Yo me limité a asentir agradecida, dando un resoplido artificial. Otra gran actuación para rivalizar con Meryl Streep.
Iría derecha al infierno.
Después de que todos se dirigieran a sus coches, no pude alejarme del reluciente ataúd, como si marcharme significara ir a un lugar aún más aterrador. Mi refugio durante todo mi matrimonio habían sido las películas de Lifetime[2]. Cuando la vida no encajaba con lo que esperaba que fuera, me imaginaba en una que sí lo hacía. Era mi manera de evitar una dosis más fuerte de ansiolíticos o una botella de whisky antes de dormir. Comencé a imaginar una película.

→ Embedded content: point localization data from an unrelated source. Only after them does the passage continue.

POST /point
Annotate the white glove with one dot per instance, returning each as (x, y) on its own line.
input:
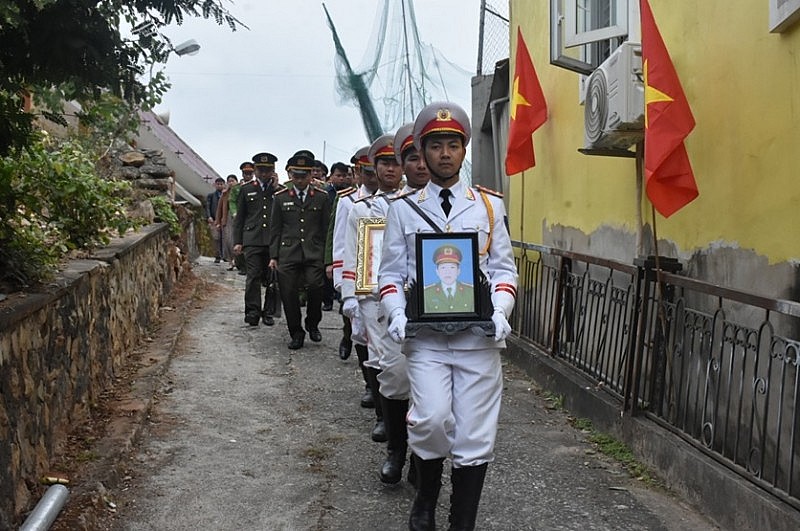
(501, 327)
(397, 325)
(350, 308)
(358, 332)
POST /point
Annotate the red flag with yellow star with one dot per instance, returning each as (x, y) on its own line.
(668, 173)
(528, 111)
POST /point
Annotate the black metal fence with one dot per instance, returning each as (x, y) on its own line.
(716, 366)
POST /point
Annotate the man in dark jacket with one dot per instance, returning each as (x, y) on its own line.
(251, 234)
(299, 225)
(212, 202)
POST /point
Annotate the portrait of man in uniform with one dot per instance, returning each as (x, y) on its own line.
(449, 288)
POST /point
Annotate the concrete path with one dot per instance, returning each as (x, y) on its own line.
(248, 435)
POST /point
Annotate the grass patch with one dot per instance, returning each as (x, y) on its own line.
(616, 450)
(554, 401)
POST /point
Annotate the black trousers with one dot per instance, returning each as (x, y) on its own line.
(292, 277)
(256, 260)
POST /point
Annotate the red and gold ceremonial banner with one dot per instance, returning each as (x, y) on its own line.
(668, 173)
(528, 111)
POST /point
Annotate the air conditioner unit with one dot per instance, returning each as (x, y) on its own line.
(614, 106)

Sobre una mujer, una versión más delgada de mí, que acababa de perder a su esposo de toda la vida. Se preguntaba qué demonios le esperaba mientras la música subía de tono justo a tiempo para un anuncio de detergente con partículas blanqueadoras. No se pierda el avance del programa de la próxima semana.
—Es hora de irnos, mamá. —Mike me cogió del codo y me guio hacia la limusina.

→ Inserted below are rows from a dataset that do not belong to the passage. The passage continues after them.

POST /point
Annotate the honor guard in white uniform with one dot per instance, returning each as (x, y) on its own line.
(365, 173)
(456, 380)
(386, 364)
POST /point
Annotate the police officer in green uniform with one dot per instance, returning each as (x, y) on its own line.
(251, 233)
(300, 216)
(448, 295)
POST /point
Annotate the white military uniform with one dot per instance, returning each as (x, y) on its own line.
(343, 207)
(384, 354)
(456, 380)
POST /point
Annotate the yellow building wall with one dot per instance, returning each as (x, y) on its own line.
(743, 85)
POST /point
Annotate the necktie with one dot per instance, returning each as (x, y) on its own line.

Jerome Anderson, el marido de Kyla, me sostuvo suavemente del otro codo como si tuviera doscientos años. Sonreí a mi yerno. Era auditor de cuentas, tenía treinta y cinco años, aunque aparentaba setenta por sus modales exagerados. Se preocupaba exclusivamente por su esposa, su hijo pequeño y hacer que los números cuadraran antes del 15 de abril, final del año fiscal. Pero todo indicaba que era un buen esposo y padre. Un activo valioso para cualquiera.

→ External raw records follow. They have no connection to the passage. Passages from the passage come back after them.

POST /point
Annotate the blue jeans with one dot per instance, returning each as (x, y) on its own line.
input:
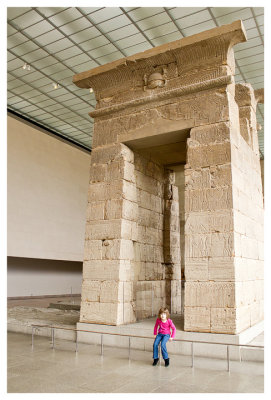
(163, 339)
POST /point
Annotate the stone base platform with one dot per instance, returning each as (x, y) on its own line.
(145, 328)
(20, 319)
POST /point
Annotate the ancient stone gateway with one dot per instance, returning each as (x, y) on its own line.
(175, 106)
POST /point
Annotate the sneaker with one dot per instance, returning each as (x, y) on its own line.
(167, 362)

—¿Estás bien, mamá? —preguntó Mike.
—Eso creo.
—Estamos todos contigo, mamá —afirmó Kyla. Pude ver cómo le lanzaba a su hermano una mirada de preocupación.
A Kyla se le daba fatal lanzar miradas disimuladas.
Volví la vista hacia atrás, hacia la tumba, que ahora parecía aún más triste sin nadie alrededor. Filas de sillas vacías bajo una carpa, un falso césped artificial rodeando el agujero. Flores que ya se marchitaban debido al calor. Toqué el tee[3] de golf en mi bolsillo. Estaba entre las pertenencias de Bob cuando se desplomó en el hoyo nueve del club de campo. Tenía la intención de guardarlo como recuerdo del hombre con el que había vivido tanto tiempo, el padre de nuestros hijos. Presioné mi dedo índice contra el extremo afilado del tee.
—Esperad.
Volví al ataúd y lo coloqué sobre el extravagante arreglo floral de la tapa. Ahora el tee estaba donde le pertenecía.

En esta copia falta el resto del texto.